Celui-ci avait tout récupéré après le tournage pour entreposer ses souvenirs dans sa villa cannoise. Peu de temps après, le chat de Picasso avait tout saccagé…heureusement il reste le film.
RECOMPENSES ET DISTINCTIONS
1956 : Prix spécial du Jury au Festival de Cannes
LeFilm fut honoré une seconde fois à Cannes lors d’une séance spéciale pendant le Festival de Cannes 1982.
CRITIQUES
François Truffaut
« Le film d’Henri-Georges Clouzot dépasse tout ce que le cinéma a fait jusqu’ici pour la peinture »
Claude Brulé – Paris Presse
« Film unique. Film admirable. Film qui force, Dieu merci, à prendre parti »
Louis Chauvet
« Ce n’est pas seulement une œuvre révélatrice, curieuse, divertissante. C’est une œuvre capitale pour la connaissance d’un peintre et pour l’avenir même de la peinture »
Jacques Doniol-Valcroze
« Le Mystère Picasso sera peut-être long à s’imposer mais sa trace ne s’effacera pas »

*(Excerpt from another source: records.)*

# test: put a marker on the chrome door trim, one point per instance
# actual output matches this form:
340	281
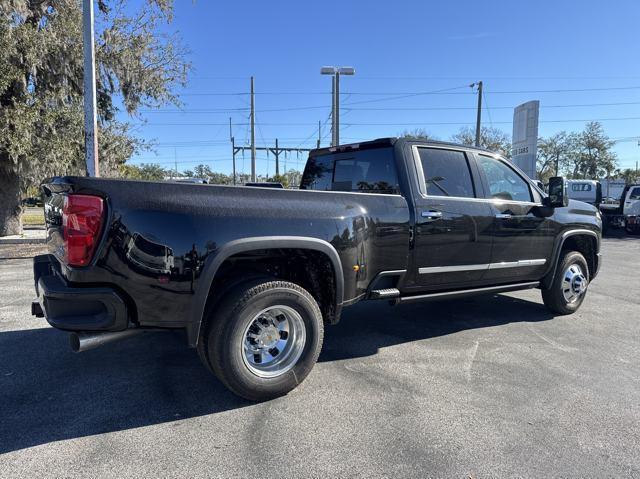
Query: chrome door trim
476	267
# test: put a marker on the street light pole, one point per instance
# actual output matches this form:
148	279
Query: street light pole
253	134
90	108
479	117
335	72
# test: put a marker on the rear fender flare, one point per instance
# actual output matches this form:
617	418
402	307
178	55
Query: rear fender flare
213	263
548	277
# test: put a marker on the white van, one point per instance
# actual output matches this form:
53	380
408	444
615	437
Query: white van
589	191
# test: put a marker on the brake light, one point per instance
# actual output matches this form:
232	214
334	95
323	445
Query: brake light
82	217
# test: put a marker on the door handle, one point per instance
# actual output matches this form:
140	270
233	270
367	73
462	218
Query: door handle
432	215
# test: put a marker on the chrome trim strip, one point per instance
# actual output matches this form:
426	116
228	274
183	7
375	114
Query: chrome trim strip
476	267
452	269
469	292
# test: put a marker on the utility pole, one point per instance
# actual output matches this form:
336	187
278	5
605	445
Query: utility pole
333	111
90	109
175	160
277	154
479	117
233	151
337	78
253	134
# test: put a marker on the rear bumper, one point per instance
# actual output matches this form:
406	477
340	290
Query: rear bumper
71	308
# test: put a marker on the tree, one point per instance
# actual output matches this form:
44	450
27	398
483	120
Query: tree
41	86
145	171
418	134
491	138
593	157
554	154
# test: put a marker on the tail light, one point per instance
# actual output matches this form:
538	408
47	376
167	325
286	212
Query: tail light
82	218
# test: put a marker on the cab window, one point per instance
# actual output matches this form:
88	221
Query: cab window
504	183
364	171
446	173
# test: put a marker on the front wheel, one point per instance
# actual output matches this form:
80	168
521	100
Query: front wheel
569	286
264	339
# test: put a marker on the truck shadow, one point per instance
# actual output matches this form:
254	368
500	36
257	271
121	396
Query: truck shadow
49	394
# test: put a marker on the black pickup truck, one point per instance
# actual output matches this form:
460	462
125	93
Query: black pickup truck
252	275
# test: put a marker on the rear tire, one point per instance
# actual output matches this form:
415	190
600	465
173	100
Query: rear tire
264	338
569	286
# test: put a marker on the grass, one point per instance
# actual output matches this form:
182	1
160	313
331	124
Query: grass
32	220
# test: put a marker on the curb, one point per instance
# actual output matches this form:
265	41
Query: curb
22	241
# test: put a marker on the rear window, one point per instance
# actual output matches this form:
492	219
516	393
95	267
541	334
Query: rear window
365	171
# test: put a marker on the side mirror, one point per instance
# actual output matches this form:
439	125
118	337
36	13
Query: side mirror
557	193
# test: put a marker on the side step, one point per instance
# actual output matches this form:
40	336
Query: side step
469	292
384	293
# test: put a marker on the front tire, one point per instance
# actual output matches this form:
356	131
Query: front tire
569	286
264	338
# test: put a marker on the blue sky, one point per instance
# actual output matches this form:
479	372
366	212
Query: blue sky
521	50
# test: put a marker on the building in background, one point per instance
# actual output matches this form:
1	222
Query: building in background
525	137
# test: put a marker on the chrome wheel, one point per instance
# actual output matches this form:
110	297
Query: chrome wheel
574	283
273	341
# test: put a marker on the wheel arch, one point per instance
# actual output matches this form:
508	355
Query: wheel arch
576	238
245	245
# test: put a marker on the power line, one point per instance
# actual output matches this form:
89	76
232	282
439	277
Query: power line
444	108
401	124
444	91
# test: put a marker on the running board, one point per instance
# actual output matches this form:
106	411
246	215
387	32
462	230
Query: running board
388	293
468	292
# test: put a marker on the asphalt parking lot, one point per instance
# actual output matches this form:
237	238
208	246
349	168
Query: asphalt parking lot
485	387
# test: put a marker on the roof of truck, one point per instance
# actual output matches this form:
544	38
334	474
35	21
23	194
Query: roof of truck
386	142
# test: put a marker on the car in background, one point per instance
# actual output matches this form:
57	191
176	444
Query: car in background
32	202
625	214
589	191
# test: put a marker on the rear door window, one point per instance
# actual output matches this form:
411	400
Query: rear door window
365	171
446	173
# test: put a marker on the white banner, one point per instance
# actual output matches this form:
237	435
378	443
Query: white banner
525	137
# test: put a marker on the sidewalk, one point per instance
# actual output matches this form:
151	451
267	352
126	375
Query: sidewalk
29	236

Claude Mauriac – Le Figaro Littéraire
« Magnifiquement servi par Claude Renoir, Henri-Georges Clouzot a fait ici le plus beau film de son œuvre. Bien qu’invisible, sa part personnelle y est aussi grande que celle du peintre. Certes Picasso n’a pas besoin de Clouzot. Mais sans Clouzot, il n’y aurait pas eu de film sur Picasso. Un grand cinéma mis au service d’une grande peinture : nous n’avions jamais vu cela.